A crackling surge. Jolting, sucking her into the rock vein. Racing her downward into the earth out of control. Out of her self. Where was she? Was she? Blackness.
She could grasp only a vague identity—Ariadne—but it was ripped out of a body. Flowing along planes and facets of the crystalline deposits. Perceptions flattened, shaped by the weight of stone crushing flesh. Somewhere a silent scream. Then even her terror was ripped away. Identity pressed, heated. Refined. Spread into an alien geometry of pattern and order within the heart of the earth. Its strange imperatives insinuating, replacing human will as the last tatters of alarm shrieked—
A wrenching shift, and the panic fell away. Nothing—no, white silence, humming with vibrant force.
Fear left behind with her body, she could hear now a distant music. The eerie tones swept closer along the glowing branches and veins, the filaments of her distilled self spread infinitely thin.

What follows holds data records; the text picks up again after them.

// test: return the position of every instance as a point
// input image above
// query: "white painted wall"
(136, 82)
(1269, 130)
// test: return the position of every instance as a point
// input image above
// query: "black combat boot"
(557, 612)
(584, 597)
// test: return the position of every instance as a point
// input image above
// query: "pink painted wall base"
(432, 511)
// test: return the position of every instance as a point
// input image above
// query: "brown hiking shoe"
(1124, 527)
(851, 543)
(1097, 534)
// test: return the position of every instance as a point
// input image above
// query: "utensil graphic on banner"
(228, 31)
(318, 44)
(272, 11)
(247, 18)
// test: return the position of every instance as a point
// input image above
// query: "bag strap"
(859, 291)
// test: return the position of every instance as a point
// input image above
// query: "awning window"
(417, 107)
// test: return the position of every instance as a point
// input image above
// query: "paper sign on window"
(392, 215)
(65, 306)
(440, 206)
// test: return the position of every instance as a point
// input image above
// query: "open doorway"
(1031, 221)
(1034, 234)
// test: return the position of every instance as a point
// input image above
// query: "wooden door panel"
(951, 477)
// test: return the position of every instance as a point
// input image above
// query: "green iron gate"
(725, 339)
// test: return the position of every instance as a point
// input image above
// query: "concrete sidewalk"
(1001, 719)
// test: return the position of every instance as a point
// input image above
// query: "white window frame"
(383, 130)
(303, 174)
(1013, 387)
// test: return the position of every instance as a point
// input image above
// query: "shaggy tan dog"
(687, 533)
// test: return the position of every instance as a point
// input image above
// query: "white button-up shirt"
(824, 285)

The music deepened, pulsed in silver waves, and somehow in a place beyond thinking she knew there was a harmony to it, if she could find the key.
A black, roaring wave slammed into her, shattering the music, pounding in a burst of pain. Blind whirlpool spinning, sucking her downward into the darkness of disruption. Crashing chaos. Nowhere. Nothingness. The surge ripping her apart—
Ariadne fought. She kicked and clawed to escape the dark churning. The stones of the cave were closing over her, crushing her chest. She lost the last of her precious air.

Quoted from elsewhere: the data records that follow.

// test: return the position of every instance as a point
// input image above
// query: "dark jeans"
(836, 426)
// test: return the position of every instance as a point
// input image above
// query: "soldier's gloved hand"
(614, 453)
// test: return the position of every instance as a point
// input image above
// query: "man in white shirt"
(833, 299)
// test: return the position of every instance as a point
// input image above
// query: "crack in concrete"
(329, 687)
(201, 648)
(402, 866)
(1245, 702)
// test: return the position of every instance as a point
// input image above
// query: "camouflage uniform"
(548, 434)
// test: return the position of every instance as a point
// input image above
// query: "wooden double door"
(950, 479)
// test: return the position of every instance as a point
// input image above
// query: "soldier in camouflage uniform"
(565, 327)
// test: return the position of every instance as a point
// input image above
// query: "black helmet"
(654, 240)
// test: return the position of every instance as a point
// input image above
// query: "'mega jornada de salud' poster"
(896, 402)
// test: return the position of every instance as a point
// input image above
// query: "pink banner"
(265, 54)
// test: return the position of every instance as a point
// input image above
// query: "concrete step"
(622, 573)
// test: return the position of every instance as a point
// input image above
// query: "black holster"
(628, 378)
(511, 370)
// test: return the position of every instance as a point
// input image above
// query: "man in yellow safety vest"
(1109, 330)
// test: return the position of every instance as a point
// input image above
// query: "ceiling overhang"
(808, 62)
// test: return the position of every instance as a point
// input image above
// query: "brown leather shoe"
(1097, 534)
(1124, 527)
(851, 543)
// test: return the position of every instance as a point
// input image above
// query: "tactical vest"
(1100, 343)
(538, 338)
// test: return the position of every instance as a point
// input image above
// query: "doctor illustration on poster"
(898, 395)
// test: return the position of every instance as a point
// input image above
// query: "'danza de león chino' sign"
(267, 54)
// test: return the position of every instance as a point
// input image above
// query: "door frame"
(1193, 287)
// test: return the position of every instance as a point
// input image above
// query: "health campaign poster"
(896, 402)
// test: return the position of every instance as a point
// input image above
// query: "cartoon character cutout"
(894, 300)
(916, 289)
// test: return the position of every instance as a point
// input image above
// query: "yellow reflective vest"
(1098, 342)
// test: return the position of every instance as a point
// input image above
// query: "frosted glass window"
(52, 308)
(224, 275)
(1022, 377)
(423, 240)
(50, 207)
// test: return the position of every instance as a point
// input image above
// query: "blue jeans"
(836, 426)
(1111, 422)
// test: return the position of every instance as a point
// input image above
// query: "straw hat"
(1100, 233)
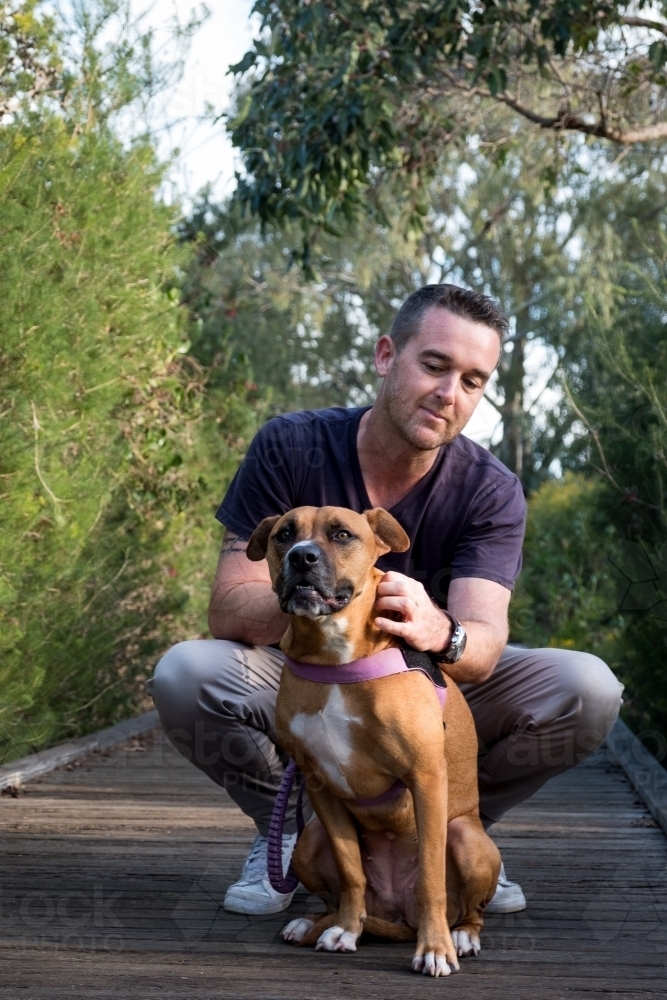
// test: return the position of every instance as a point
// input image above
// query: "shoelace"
(255, 866)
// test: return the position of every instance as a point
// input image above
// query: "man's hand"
(424, 626)
(480, 605)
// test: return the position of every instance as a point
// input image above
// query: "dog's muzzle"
(307, 584)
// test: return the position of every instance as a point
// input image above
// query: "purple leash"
(279, 881)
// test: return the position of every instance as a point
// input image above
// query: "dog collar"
(369, 668)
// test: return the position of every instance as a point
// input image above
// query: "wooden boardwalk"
(112, 873)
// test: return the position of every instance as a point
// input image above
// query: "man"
(537, 712)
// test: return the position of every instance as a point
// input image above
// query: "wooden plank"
(15, 774)
(645, 773)
(113, 871)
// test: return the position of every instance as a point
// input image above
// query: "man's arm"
(243, 607)
(480, 605)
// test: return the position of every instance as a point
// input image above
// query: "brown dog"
(422, 861)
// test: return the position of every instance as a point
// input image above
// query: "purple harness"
(369, 668)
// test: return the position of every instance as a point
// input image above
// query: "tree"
(103, 445)
(347, 107)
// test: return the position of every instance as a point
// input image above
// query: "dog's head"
(320, 557)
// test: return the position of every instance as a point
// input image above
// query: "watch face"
(457, 645)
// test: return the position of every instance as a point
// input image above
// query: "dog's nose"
(303, 557)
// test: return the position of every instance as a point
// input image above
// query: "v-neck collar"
(358, 476)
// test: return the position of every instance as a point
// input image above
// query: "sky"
(206, 156)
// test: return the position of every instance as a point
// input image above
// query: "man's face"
(433, 385)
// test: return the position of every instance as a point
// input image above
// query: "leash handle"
(274, 855)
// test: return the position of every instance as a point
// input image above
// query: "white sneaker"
(508, 898)
(253, 893)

A terrible roaring filled her ears, pain hammering her head and chest. She was heavy, cold as the black stone pulling her down. Shadowy hands tugged, trying to rip her arms from their sockets. They dragged her deeper, into the lapping heat at the core of the world, the molten lava to melt away her flesh and remake her.

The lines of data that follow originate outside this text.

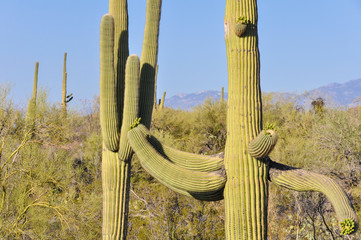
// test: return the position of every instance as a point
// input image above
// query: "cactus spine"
(120, 105)
(31, 111)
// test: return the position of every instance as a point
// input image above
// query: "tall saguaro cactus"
(64, 97)
(247, 166)
(31, 111)
(120, 84)
(247, 186)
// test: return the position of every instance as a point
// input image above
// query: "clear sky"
(303, 44)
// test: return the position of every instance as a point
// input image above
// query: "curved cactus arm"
(197, 162)
(169, 173)
(302, 180)
(131, 105)
(148, 60)
(263, 144)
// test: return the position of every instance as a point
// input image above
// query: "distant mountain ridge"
(335, 94)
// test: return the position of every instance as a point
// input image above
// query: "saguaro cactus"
(31, 111)
(64, 97)
(247, 165)
(161, 104)
(120, 84)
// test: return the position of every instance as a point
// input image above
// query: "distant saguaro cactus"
(31, 111)
(122, 78)
(161, 105)
(64, 97)
(248, 169)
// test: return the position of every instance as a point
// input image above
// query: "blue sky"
(303, 44)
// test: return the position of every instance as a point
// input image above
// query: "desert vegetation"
(51, 183)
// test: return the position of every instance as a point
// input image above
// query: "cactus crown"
(348, 226)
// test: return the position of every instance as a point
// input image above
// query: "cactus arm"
(119, 10)
(165, 171)
(191, 161)
(162, 101)
(246, 190)
(131, 105)
(31, 111)
(155, 86)
(109, 118)
(263, 144)
(148, 61)
(302, 180)
(116, 152)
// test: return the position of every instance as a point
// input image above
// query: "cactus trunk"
(149, 59)
(161, 105)
(120, 105)
(63, 92)
(246, 190)
(31, 111)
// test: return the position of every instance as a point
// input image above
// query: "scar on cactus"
(241, 26)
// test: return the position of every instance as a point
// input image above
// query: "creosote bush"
(51, 184)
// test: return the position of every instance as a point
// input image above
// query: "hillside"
(335, 94)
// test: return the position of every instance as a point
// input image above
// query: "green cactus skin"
(155, 87)
(116, 157)
(131, 104)
(63, 92)
(31, 111)
(119, 10)
(222, 95)
(263, 144)
(246, 191)
(109, 108)
(347, 226)
(161, 105)
(116, 165)
(302, 180)
(148, 60)
(191, 161)
(169, 173)
(116, 184)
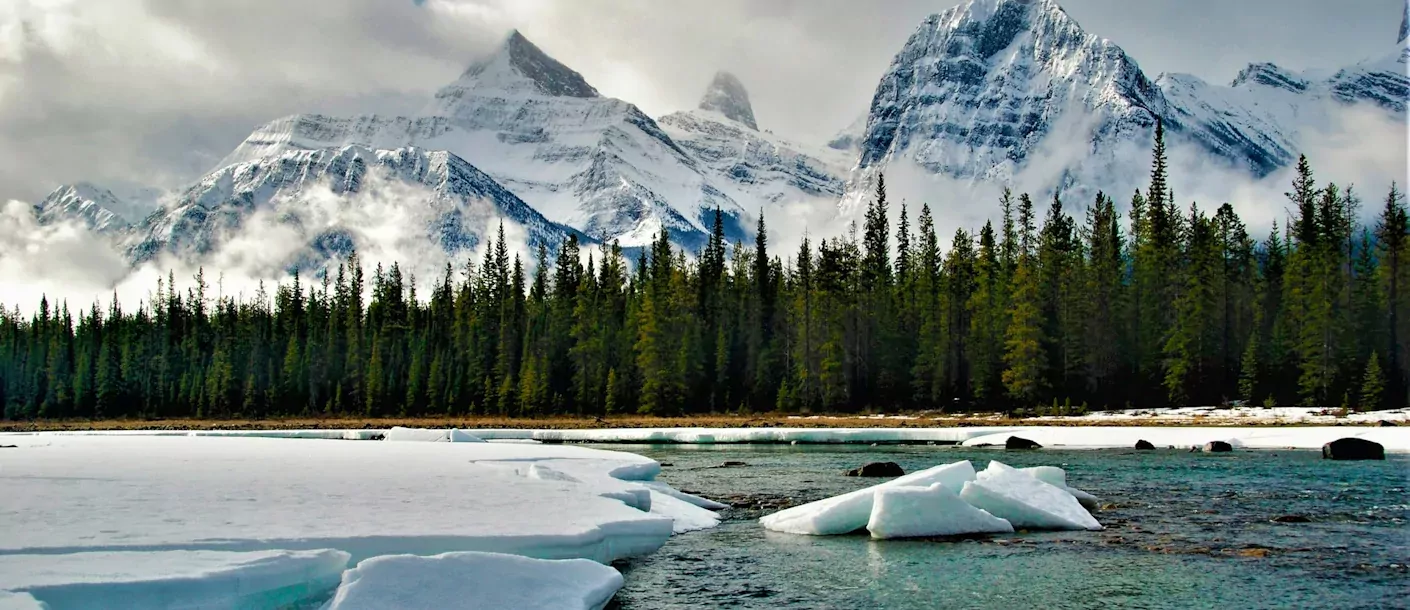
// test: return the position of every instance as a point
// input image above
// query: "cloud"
(157, 90)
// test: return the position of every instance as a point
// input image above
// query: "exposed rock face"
(537, 128)
(728, 96)
(1354, 448)
(877, 469)
(983, 88)
(1015, 443)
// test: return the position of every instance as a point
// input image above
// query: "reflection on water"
(1183, 530)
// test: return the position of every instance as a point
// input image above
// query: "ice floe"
(1027, 502)
(475, 579)
(207, 519)
(945, 500)
(430, 436)
(174, 579)
(922, 512)
(850, 512)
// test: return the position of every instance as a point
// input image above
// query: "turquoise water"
(1183, 531)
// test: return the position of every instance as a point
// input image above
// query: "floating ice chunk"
(1055, 476)
(848, 513)
(935, 510)
(1051, 475)
(1027, 502)
(10, 600)
(684, 516)
(150, 579)
(475, 581)
(701, 502)
(430, 436)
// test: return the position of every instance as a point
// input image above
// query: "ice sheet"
(849, 512)
(921, 512)
(74, 493)
(10, 600)
(1099, 437)
(475, 581)
(174, 579)
(1025, 502)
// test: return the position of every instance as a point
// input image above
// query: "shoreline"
(897, 421)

Hard fists slammed into her chest, forcing out a last gush of her human fluids. The roar of chaos gave way to crazy gibbering, “All right, damn you God! Give her back, you bastard. Please.” Wracking nausea, but she had no air, no lungs.
Another jarring shake. Then startling warmth. Soft pressure against her lips, and a gust of air forcing her lungs to expand. The air rushed out. Lips pressed again onto her mouth bringing air, bringing life, the warm flesh a shock of connection.
Ariadne jerked upright, fighting free of the blackness. Her eyes snapped open, and she doubled over the hot rubber side of the dinghy, choking and retching. She gasped. She pulled herself around to stare at her white-knuckled fist still clutching the rough oblong of stone. Her fingers loosened and the stone slid to the bottom of the dinghy. She raised her eyes to meet Peter’s.
“Thank God—” His face was stricken, pale beneath the tan.
He blew out a breath then and shook his head, making a wry face. “You know how long it’s been since I prayed?” His eyes, sharp gold-brown in the sun, belied the joke.
Ariadne coughed again and managed, “Thank you.”
“Had some fight left in you, anyway.” He grinned and displayed a darkening bruise down one muscular thigh.
“I’m sorry.”
“It’s nothing, just lie back, take it easy.” He leaned over the side of the dinghy, grunting as he pulled up a tank with flotation vest attached, the little boat dipping and bobbing. He snapped the oars into place. “I hope that rock was worth it.” He shot her a look, then started pulling on the oars.
Ariadne looked numbly at the gleaming white stone. The exposed crystal facet glittered in the sunlight.